夏のシチリア島は暑すぎる。遺跡見学はほどほどに

イタリア・シチリア島の夏は、強烈な暑さです。外では突き刺さるような光線に、ヘトヘトになります。水分を十分に補給するのはもちろんのこと、アグリジェントなどの古代遺跡では、日陰もあまりないですから、見学は短めにしましょう。高級ホテルに泊まるのなら、午後はゆっくりプールで遊んで体を冷やすくらいがちょうどいいです。どの町に行っても、午後は静まり返っています。シエスタ(午睡)ですね。昼寝をしなければ体が持たないことを、地元の人はよく知っているのです。
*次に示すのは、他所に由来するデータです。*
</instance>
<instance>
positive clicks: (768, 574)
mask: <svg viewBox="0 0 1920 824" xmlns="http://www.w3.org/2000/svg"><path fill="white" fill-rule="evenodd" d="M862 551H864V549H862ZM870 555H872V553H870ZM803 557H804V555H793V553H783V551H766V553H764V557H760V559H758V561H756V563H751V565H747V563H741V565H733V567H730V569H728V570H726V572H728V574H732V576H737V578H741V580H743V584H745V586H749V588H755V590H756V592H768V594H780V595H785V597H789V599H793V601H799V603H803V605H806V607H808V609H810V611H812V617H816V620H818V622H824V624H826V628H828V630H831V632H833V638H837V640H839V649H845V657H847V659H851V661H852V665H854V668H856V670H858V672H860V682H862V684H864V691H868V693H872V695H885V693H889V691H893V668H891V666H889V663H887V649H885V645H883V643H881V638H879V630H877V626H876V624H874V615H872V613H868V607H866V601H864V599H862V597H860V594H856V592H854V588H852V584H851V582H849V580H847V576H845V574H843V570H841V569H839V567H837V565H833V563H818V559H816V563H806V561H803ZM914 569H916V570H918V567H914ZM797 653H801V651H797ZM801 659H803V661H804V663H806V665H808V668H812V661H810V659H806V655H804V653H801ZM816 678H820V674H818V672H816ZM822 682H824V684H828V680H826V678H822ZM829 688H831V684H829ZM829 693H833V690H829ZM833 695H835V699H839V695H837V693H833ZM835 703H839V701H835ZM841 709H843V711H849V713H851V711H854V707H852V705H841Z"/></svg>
映画の舞台になった場所へ!シチリアのタオルミナへ 映画の舞台になった場所へ!シチリアのタオルミナへ

道ばたで見かける名産に、チャンスがあればその場で

バスや車で移動中に、この時季シチリアで見かけるのは、ウニの露天商です。テーブルの上に七色にも見えるヨーロッパ・ムラサキウニを広げて漁師が直販しています。もちろんその場で割ってもらって、スプーンか、なければ小指ですくって食べるのです。地中海の香りが口いっぱいに広がります。日本のバフンウニよりは、さらりとした味わいです。

映画の舞台の町は、海も町もいい

僕がウニ料理を探した町は、シチリア島北東部に位置するタオルミーナです。映画で有名になった町ですね。映画と同じく、海の青さが美しい。映画にもあったあの深いブルーはどこにあるのでしょう。見たいなら、ロープウェイに乗って、イゾラ・ベッラへ足を延ばしてみましょう。間近で海の表情が見られます。あるいは町中を歩いても映画のシーンが思い出されます。町中のドゥーモ広場の噴水は、映画のヒロインのジョアンナが、水族館から運び出してきたイルカに、水かけてあげた場所です。細い階段状の小道なども、映画のロケに使われました。そして町を巡りつつ、レストランで探す単語は「Riccio de mare」。ウニのことです。意味は「海のイガ」。たしかにウニは、栗のイガに似ています。

日本とはまた違った味わわいのウニ

僕が見つけたレストランでは、オーナーシェフが、厨房で生きたウニを見せてくれました。新鮮そのものです。前菜に生ウニ、メインでウニスパゲティはどうかという提案です。ウンもスンもなくもちろん快諾し、青い海を眼下に見ながらテーブル席でしばし待ちます。するとまずは、二つに割った生ウニが出てきました。口に入れたとたんに鮮烈な海の香りが広がります。日本のバフンウニは日本酒が合いますが、こちらのウニは白ワインが抜群にいいですね。あっさりとしている分、白ワインの軽い香りと合います。そしてメインのウニスパゲティ。ほどよい濃厚さで、パセリがいい具合に臭みを消します。ウニとパセリしか使っていないスローフードの代表なような料理でした。タオルミーナなら、ウニを出すレストランは結構多いそうなので、ぜひご賞味あれ!